Mechanisms of Reservoir Impoundment-Induced Large Deformation of the Guobu Slope at the Laxiwa Hydropower Station, China: Preliminary Insights from Remote Sensing and Numerical Modelling

The construction/operation of ultrahigh arch dams may impose significant perturbations to surrounding mountains, resulting in landslide motions of rock slopes and endangering the safety of hydropower systems and human habitats. For example, the Laxiwa Hydropower Station in China witnessed its nearby Guobu slope displacing significantly after the reservoir impoundment and having so far displaced up to similar to 40 m. It is of great importance to understand the mechanisms driving this large deformation.
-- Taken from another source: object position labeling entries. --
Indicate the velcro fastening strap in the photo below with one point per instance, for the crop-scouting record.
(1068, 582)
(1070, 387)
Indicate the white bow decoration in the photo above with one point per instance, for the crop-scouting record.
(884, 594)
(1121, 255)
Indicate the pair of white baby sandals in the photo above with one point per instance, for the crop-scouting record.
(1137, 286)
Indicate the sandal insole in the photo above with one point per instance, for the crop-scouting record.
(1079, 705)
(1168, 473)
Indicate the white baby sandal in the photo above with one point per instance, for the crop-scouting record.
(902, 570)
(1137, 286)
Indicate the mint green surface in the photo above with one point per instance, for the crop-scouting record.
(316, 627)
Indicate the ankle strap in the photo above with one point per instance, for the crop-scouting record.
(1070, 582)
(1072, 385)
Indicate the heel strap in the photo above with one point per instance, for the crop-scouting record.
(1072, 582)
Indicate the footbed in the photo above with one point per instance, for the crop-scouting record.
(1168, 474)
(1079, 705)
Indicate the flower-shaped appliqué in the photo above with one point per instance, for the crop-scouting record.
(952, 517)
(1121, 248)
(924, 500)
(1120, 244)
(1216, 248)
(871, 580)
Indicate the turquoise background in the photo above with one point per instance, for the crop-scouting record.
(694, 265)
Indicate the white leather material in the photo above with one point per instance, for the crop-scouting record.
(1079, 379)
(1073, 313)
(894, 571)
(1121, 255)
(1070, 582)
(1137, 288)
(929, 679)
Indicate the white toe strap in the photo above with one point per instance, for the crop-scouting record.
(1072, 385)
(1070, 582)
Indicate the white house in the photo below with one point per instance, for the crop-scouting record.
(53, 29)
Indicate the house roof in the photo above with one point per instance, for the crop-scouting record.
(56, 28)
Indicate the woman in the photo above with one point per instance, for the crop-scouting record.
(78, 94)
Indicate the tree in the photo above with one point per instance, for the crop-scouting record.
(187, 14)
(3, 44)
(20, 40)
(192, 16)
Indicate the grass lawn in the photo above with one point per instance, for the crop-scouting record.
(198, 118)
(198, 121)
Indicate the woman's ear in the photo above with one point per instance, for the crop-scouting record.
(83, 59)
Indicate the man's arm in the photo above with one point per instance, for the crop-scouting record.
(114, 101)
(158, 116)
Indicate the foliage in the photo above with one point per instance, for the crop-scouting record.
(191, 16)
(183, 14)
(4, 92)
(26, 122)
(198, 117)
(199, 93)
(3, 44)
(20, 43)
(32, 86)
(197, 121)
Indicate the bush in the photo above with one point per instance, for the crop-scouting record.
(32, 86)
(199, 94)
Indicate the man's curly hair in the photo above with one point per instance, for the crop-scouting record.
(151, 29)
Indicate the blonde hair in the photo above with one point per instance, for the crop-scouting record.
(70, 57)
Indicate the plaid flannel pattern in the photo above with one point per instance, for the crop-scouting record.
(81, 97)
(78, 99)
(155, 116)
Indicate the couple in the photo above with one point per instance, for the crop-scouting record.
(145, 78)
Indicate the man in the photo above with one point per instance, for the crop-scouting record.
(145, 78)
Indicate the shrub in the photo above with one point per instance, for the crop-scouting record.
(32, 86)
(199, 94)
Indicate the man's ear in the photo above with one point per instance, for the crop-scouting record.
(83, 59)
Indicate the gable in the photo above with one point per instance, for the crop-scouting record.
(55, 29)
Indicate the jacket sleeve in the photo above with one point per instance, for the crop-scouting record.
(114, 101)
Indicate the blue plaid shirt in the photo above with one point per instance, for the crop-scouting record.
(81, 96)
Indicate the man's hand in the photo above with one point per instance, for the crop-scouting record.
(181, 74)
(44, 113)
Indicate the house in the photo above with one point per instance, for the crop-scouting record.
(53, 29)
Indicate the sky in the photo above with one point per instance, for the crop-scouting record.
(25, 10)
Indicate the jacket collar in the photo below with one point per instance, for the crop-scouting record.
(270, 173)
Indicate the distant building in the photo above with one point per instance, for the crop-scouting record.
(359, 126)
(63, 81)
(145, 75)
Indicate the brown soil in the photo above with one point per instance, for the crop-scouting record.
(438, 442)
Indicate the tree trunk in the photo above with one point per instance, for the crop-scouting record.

Here, we present some preliminary results from a combined remote sensing and numerical modelling investigation of this slope before, during, and after the reservoir impoundment. Analysis based on the differential interferometric synthetic aperture radar (DInSAR) data indicates that the slope had already been actively creeping at a rate of similar to 10 cm/year (e.g. in years of 2003-2005). We develop a geological model including different rock mass compartments and various discontinuity structures as well as a realistic representation of the suspended ancient landslide. We model the coupled hydro-mechanical and creep behaviour of the slope in response to reservoir impoundment. A good agreement is reached between the simulation results and field measurements of slope displacement time series recorded at different elevations of the slope surface. Our results show that the reservoir impoundment causes notable pressure changes at the toe region of the slope, leading to strong deformations (under coupled poroelastic and primary creep effects) that propagate upslope with the ancient landslide partially reactivated. These deformations tend to decelerate significantly after the impoundment due to the transition to secondary creeps.